PROBLEMA CULTURALE O SOCIO-ECONOMICO?

di Marina Montesano*

(L’articolo è stato pubblicato sul n.2 di Varchi)
Nell’agosto 1989 a Villa Literno, in provincia di Caserta, venne assassinato il
sudafricano Jerry Essan Maslo. Lavorava nelle campagne per la raccolta di pomodori
per una paga giornaliera risibile e viveva con altri, che ne condividevano la condizione,
in baracche e capannoni senza acqua né luce. Una notte, un gruppo di banditi
armati fece irruzione nel rifugio per derubare i lavoratori e, di fronte a un accenno
di reazione, uccise Maslo con tre proiettili. Era un clandestino, sebbene fosse fuggito
da un paese nel quale era perseguitato per ragioni politiche: ma a quel tempo l’Italia
accordava lo status di rifugiati solo a coloro che provenivano dall’Europa dell’est. La
sua morte non fece esplodere una rivolta; gli immigrati misero invece in atto uno
sciopero contro il caporalato che ogni giorno sceglieva i braccianti nella piazza che, a
Villa Literno, era stata ribattezzata “degli schiavi”. Già nei mesi precendenti i giornalisti
del TG2 si erano interessati del problema di Villa Literno, intervistando diversi
clandestini, fra i quali lo stesso Maslo. La notizia dell’assassinio fece scalpore, la
CGIL chiese e ottenne i funerali di stato, ai quali presero parte l’allora vicepresidente
del Consiglio, Claudio Martelli, e altri rappresentanti delle istituzioni, e a Roma si
svolse una grande manifestazione contro il razzismo. Nei mesi successivi Martelli si
fece promotore di una legge (che prese infatti il suo nome) con la quale si riconosceva
anche agli stranieri extraeuropei richiedenti asilo politico la possibilità di ottenere lo
status di rifugiati, eliminando la limitazione geografica preesistente.

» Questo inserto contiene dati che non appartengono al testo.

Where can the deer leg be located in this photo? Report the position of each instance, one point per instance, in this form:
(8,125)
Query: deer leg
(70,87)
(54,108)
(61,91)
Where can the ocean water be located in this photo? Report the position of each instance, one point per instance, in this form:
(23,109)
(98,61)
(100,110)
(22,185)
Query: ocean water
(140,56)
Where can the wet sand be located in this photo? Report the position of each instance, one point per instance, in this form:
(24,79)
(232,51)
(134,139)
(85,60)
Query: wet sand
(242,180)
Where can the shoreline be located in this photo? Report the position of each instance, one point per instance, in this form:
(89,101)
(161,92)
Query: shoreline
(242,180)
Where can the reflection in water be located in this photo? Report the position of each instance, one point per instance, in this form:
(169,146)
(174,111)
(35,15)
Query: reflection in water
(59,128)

Esaurita l’ondata di sdegno, però, le cose tornarono come prima: a Villa Literno
il clan camorrista dei casalesi dette alle fiamme la costruzione che avrebbe dovuto accogliere
i lavoratori in condizioni più decenti e le bande di giovani affiliati tornarono
a presidiare le strade dopo il tramonto per esser certi che “ i negri” non vi si aggirassero.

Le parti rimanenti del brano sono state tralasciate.